You would only ever do this on code where performance matters. You ask yourself: if I made this twice as fast (or half as slow) would anyone know or care? If yes, then it's not premature, it's just garden-variety optimization.

But choosing the right bit of code to work on needs some investigation. The assumption here is that that has already happened.

jcelerier · on Jan 8, 2021

> Fast and slow are relative, that’s for sure. But assuming there is a problem before discovering it... isn’t that the definition of premature optimization?

that works if you have a definite performance target, say, "less than 5ms". Not if your performance target is, "it must be faster by a good margin than all the competitors that we know and don't know about, and stay that way"
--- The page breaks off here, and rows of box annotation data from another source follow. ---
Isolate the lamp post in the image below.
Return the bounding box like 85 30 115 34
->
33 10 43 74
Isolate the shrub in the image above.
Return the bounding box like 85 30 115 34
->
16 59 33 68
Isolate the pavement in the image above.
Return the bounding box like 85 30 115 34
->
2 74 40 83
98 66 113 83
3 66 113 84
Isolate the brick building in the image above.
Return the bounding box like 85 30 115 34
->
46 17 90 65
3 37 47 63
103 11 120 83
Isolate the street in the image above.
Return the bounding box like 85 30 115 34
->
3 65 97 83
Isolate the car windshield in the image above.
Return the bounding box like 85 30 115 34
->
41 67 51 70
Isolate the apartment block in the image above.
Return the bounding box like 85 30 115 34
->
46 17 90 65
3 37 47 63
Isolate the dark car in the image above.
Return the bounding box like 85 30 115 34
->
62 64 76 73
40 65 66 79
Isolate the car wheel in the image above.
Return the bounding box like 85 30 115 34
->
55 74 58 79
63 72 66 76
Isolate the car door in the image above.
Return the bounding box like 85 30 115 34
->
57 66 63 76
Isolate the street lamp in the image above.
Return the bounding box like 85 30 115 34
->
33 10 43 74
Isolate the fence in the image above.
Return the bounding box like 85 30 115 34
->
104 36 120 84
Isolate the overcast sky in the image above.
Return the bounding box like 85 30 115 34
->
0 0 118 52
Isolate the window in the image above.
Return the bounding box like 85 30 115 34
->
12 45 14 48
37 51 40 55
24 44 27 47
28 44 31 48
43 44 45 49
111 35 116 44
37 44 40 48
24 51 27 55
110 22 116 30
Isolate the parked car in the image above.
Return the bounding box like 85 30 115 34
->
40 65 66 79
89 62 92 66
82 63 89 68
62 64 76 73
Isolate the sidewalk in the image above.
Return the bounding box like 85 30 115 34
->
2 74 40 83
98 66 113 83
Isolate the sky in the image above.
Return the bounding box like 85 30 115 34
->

spacechild1 · on Jan 8, 2021

> For most code, you don't know how fast it "ought to" be, so you don't even know there is a problem.

Notable exceptions being realtime audio and video games, as both have a rigid time budget. If I try to run 1000 sinewave oscillators, I can literally hear if my code is too slow (for the given machine).

ncmncm · on Jan 8, 2021

When you have a deadline, you get a bright line between "fast enough" and "too slow", and no immediately apparent benefit from being faster than just enough.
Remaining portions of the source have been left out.